When Christan Rainey joined other firefighter recruits on an orientation tour of North Charleston, he grew silent as they passed by the mobile home where his family once lived.
Rainey, 28, had not laid eyes on the old homestead in Ferndale in seven years. Not since his mother and four siblings, ages 6 to 16, were slaughtered there in a burst of inexplicable violence attributed to his stepfather.
“Looking at it made me feel like it was Day One all over again,” he said softly. “It gave me one of the most eerie spiritual feelings ever.”
Rainey, a burly young man with braided hair, willed himself to get past the moment, to stay strong and to keep moving forward. That’s been his game plan since his immediate family was wiped out in a single day in September 2006. He trusts in his faith to see him through, refusing to let his tragedy define him or hold him back in life.
That philosophy led him to return to North Charleston after several years of living in Louisiana and Florida.

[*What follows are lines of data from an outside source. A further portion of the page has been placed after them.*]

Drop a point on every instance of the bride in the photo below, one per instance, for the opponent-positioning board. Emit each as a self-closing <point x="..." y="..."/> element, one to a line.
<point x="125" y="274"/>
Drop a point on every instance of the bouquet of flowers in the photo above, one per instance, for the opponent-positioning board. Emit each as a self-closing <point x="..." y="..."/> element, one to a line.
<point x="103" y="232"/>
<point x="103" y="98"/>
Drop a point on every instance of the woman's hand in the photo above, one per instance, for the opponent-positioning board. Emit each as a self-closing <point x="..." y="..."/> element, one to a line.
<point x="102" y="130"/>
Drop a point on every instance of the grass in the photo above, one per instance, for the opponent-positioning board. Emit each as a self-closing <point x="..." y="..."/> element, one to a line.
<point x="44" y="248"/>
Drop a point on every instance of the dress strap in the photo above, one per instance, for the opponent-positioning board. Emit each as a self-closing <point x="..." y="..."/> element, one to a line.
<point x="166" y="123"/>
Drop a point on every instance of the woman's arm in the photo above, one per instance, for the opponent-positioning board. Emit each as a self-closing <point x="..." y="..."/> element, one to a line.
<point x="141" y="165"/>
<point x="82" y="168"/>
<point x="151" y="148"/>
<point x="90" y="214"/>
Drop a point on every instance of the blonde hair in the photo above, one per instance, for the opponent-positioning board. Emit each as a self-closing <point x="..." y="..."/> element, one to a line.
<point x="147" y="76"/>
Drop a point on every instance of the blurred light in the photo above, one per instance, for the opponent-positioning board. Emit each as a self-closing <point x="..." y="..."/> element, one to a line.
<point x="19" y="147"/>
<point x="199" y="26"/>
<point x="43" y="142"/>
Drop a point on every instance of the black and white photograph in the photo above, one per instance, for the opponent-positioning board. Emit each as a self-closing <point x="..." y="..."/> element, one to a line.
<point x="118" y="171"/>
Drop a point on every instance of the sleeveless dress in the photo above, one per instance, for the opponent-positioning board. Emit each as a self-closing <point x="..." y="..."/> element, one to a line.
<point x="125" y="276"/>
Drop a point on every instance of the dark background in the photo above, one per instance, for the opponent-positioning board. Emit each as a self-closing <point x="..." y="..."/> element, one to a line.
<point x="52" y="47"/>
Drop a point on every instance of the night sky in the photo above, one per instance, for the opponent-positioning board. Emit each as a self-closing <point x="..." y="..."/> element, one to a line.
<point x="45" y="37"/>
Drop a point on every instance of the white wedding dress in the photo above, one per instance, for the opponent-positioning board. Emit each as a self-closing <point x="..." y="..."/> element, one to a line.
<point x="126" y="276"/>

He had needed that space in the beginning to deal with the crushing grief on his own terms. But the call of home was strong, as was his desire to give back to the people who supported him in his time of need.
That’s one of the main reasons Rainey joined the North Charleston Fire Department in January.
“I felt like I was kind of indebted to my community for being there for me when I was going through all of this,” he said. “In a way, they saved my life. And through this, I thought I might end up saving someone else’s life someday.”
Rainey’s perseverance through tragedy will earn him statewide recognition today at the South Carolina Victims’ Rights Week Conference in Columbia. He is due to receive the state’s Distinguished Survivor Award at a luncheon in the capital city.
“He’s just an outstanding young man,” said North Charleston Mayor Keith Summey, who became a friend and mentor to Rainey after the killings. “He’s truly a role model for other people who have been through tragedy, to show you can overcome it and make something out of your life.”
A gruesome scene
Rainey’s life was upended on a Saturday afternoon in 2006 when North Charleston police found his family shot to death in their mobile home on Marson Street.
Killed were his mother, 39-year-old Detra Rainey, and her four youngest children, William Lee Rainey, 16; Hakiem Rainey, 13; Malachi Robinson, 8; and Samenia Robinson, 6.
“It was one of the worst (killings) I have ever seen,” police Lt. Kelly Washburn said. “It was so sad.”
Police quickly arrested Detra’s Rainey’s husband, 41-year-old Michael Anthony Simmons, a stepfather to the children. Investigators think Simmons shot the family in the early morning, then hung around the house. Neighbors reported seeing him sitting on his porch and fidgeting for much of the day, almost until the very moment North Charleston police arrived.
Washburn interviewed Simmons for about four hours, hoping to learn some motive for the bloodshed. “But he never would say what happened,” she said.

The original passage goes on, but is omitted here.